To: Filibuster_60
Projecting such trend lines well into the future is a mistake. When you have a huge economy such as ours, you will have smaller rates of increase, which makes the 8.2% rate for the last quarter so impressive. With an economy of about one-ninth of the US, China can have growth rates of 7%, but they will not be able to sustain them.

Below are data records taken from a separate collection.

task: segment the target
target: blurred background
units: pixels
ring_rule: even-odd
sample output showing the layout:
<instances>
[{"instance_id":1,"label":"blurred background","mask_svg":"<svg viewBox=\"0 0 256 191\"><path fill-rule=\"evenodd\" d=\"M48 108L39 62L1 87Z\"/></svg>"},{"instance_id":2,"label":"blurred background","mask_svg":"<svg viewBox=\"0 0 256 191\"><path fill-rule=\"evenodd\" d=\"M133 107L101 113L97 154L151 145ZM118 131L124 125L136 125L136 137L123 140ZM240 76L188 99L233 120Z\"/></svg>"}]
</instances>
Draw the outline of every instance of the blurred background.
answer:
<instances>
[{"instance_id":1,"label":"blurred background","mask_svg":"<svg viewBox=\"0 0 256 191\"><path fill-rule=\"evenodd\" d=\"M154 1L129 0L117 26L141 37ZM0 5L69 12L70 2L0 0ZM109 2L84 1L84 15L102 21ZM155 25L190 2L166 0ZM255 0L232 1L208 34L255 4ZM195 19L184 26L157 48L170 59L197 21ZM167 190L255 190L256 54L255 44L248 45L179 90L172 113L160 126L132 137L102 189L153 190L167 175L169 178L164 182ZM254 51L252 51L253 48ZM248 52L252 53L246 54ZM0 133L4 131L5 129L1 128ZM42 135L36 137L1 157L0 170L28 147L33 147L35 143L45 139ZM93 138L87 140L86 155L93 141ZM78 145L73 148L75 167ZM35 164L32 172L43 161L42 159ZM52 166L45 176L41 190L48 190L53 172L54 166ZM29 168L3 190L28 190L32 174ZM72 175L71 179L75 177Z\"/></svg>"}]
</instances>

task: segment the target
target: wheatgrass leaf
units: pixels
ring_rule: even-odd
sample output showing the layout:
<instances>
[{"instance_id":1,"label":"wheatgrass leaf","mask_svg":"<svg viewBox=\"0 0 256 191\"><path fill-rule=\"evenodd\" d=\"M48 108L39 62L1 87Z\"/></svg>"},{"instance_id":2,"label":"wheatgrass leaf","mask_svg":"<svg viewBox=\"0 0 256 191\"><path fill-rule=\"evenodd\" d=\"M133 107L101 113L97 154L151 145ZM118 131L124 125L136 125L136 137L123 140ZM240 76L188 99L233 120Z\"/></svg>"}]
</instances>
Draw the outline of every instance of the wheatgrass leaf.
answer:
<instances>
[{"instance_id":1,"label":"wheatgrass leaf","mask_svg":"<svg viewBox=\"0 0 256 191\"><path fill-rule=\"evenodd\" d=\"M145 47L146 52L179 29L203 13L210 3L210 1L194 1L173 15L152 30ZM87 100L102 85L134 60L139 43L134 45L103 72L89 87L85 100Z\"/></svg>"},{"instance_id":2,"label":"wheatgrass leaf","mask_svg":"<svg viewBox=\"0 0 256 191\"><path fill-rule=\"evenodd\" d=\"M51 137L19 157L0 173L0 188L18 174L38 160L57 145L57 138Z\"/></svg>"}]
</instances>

The same crowd that predicts the coming dominance of China in the world economy, was also the one in the nineties that projected a Japanese century. China's corrupt and antiquated banking system, its political system, and other factors do not bode well for the Chinese economy. Mark my words.
58 posted on
12/04/2003 8:58:27 AM PST by
kabar
To: kabar
Their growth obviously isn't sustainable at the current pace. Someday they'll have to fix up their financial system so they can finally float their currency with confidence. Only then should we consider China a true potential peer competitor. For the time being, though, it's becoming an integral part of the global supply chain.
To: kabar
The same crowd that predicts the coming dominance of China in the world economy, was also the one in the nineties that projected a Japanese century. China's corrupt and antiquated banking system, its political system, and other factors do not bode well for the Chinese economy. Mark my words.Japan's GDP could not overtake America's in the early 1990s but came close to doing so: $5 tril. vs. $6 tril. The reason Japan couldn't do so was because its population (125 mil.) is less than half of America's (290 mil.). Had Japan had a population as big as America's, it would have been able to overtake the U.S. The bigger a country's population, the greater its GDP potential generally, because the more workers a country has, the more output it can produce. Unlike Japan's GDP potential, China's GDP is not limited by population size. On a purchasing-power parity basis, China's GDP is already about $6.5 tril. Just within the next two decades, China's GDP will exceed America's. It's true China's banking system is unhealthy. But so is Japan's and that didn't stop Japan from having a $5 tril. GDP in the early 1990s or still have about a $5 tril. GDP today. And despite its banking problems, China does have money to spare to loan to America by the purchase of US Treasury bonds.
To: kabar
In regard to China's political system, foreign investors agree that China's one-party government is a hell of a lot more effective and efficient in enacting crucial economic reforms than any other Third World republic's usually gridlock-plagued legislature. This is the reason foreign investors pour $50 bil. into China every year, while Third World republics can't seem to get their act together and mostly seem to require IMF bailouts.